Chris Beeston: The Ends of Invention

Patrick Parrish Gallery is pleased to present The Ends of Invention, the first solo exhibition of work by New York-based artist, Chris Beeston.

“The pieces in this show are extensions of things I’ve experienced in the world: a broken Bluetooth speaker, a weird piece of metal on the ground, a science fiction novel, a technical diagram,” he says. The meticulous works elevate everyday, mass-produced objects—like 99-cent store Tupperware—into objects of greater beauty and extended functionality without concealing their origins. Beeston’s curiosity about the world is on full display, focused on the geometric, scientific, and technical underpinnings of our culture.

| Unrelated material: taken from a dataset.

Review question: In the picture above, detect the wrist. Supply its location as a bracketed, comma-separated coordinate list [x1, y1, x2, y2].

He simultaneously demonstrates great originality while also questioning whether originality can exist in an absolute sense. “We are creatively saturated,” he says. “So much has been done already. And yet, everything you encounter can still be a stepping stone to the next thought. It’s necessary to embrace that tension.”

Beeston's fascination with functional objects highlights a belief that people desire deeper, more emotional connections with the objects they encounter every day. His trial-and-error process is a quest to transcend an object or material’s preconceived purpose. Striving for the vocabulary of Apple but on an AmazonBasics budget, these pieces ask one central question: “I wonder if this will work?”